Computing machine in the example of Fig. 1 comprises Memory Management Unit (' MMU ') (106), and Memory Management Unit (' MMU ') (106) comprises director cache (104) again.For the purpose of being easy to explanation, MMU (106) and high-speed cache (108) are shown as the outside separate functional unit of processor (156).But those of ordinary skill in the art should be realized that MMU and high-speed cache can be integrated in the processor itself.MMU (106) general proxy processor (156) is carried out the operation of reference-to storage.MMU utilizes high-speed transitions lookaside buffer or (slower) memory mapping (map) to determine that the content of the storage address that processor is sought is whether in high-speed cache.If the content of destination address is in high-speed cache, on behalf of processor, MMU visit it rapidly, so as from high-speed cache reading of data or with in the data write cache.If the content of destination address not in high-speed cache, MMU with the operation in the processor postpone long to enough from primary memory time of the content of searched targets address.
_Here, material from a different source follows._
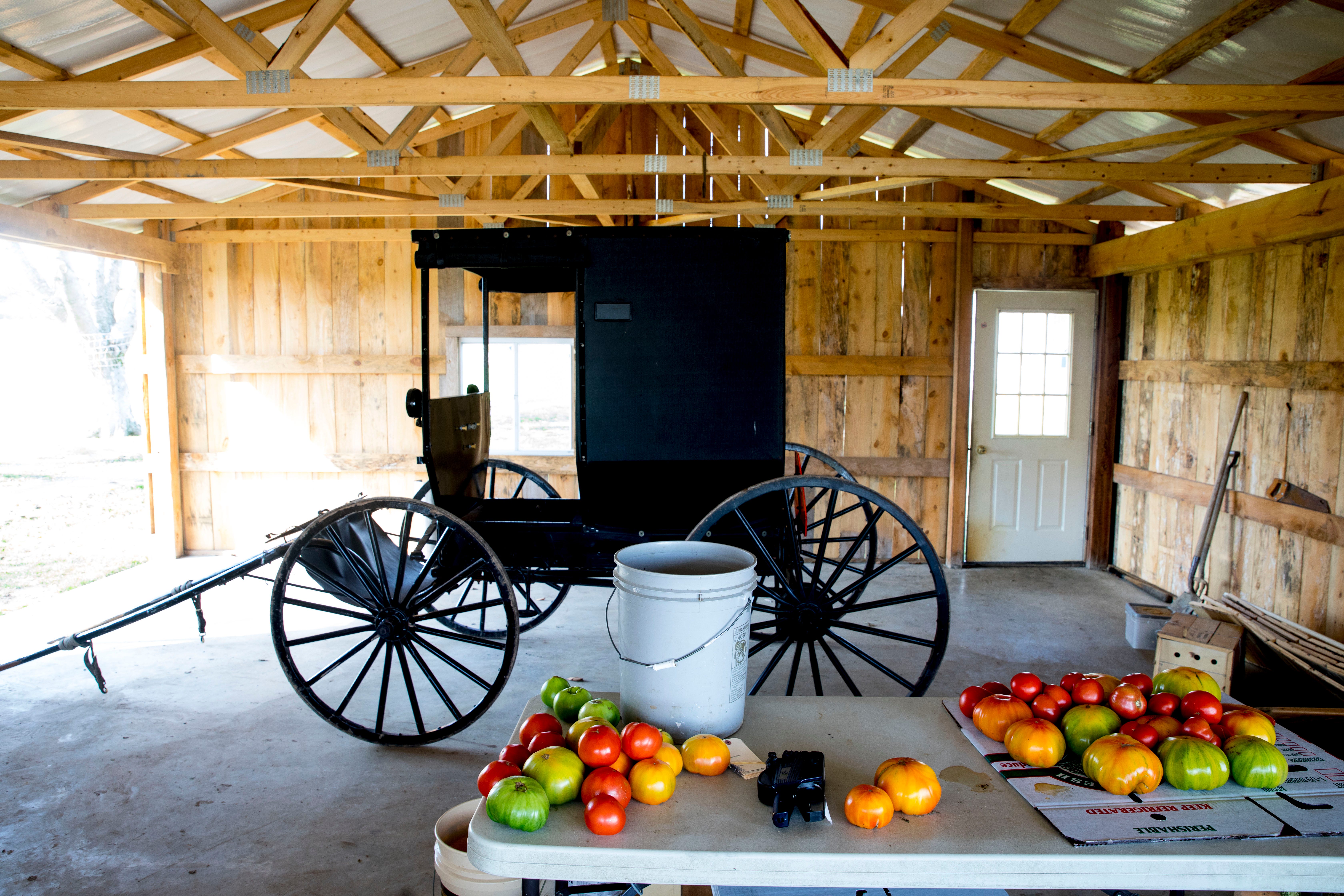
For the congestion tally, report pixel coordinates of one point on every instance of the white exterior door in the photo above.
(1030, 414)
Data are to being finished by director cache (104) with actual storage and loading from high-speed cache.In this example, director cache (104) has the interconnection line (103 that branch is clipped to pseudostatic ram instruction execution unit (100) and memory instruction execution unit (102), 105), and, director cache (104) can from the performance element the processor (156) accept simultaneously storage instruction and load instructions the two.Director cache (104) also has discrete and interconnection line (107 computer memory cache (108), 109), be used for from the cache load data and with data storage to high-speed cache, and, director cache (104) can be in the same clock period simultaneously with data storage to the high-speed cache neutralization from the cache load data-as long as data to be loaded and data to be stored are in the discrete cache line in the high-speed cache.
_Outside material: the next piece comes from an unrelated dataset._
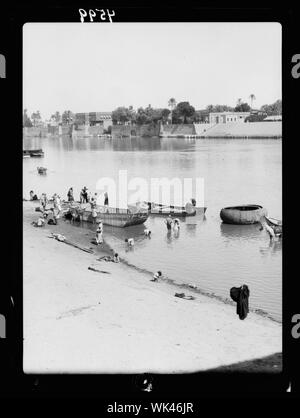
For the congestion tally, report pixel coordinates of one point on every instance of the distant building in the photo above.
(103, 119)
(273, 118)
(225, 117)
In the example of Fig. 1, memory cache controller (104) can write the address and write data by memory instruction execution unit (102) reception of interconnection line (105) from superscalar processor (156), and memory cache controller (104) can receive the address of reading of reading of data by interconnection line (103) from the pseudostatic ram instruction execution unit (100) of superscale computer processor (156).Write data and reading of data and be will be in present clock period simultaneously to writing and read with going together mutually from computer memory cache, thereby cause access conflict.The cache memory controller can be read reading of data simultaneously and write data-so long as not carrying out read and write at identical cache line in present clock period.Therefore, access conflict is represented in the read-write of pointing to identical cache line simultaneously.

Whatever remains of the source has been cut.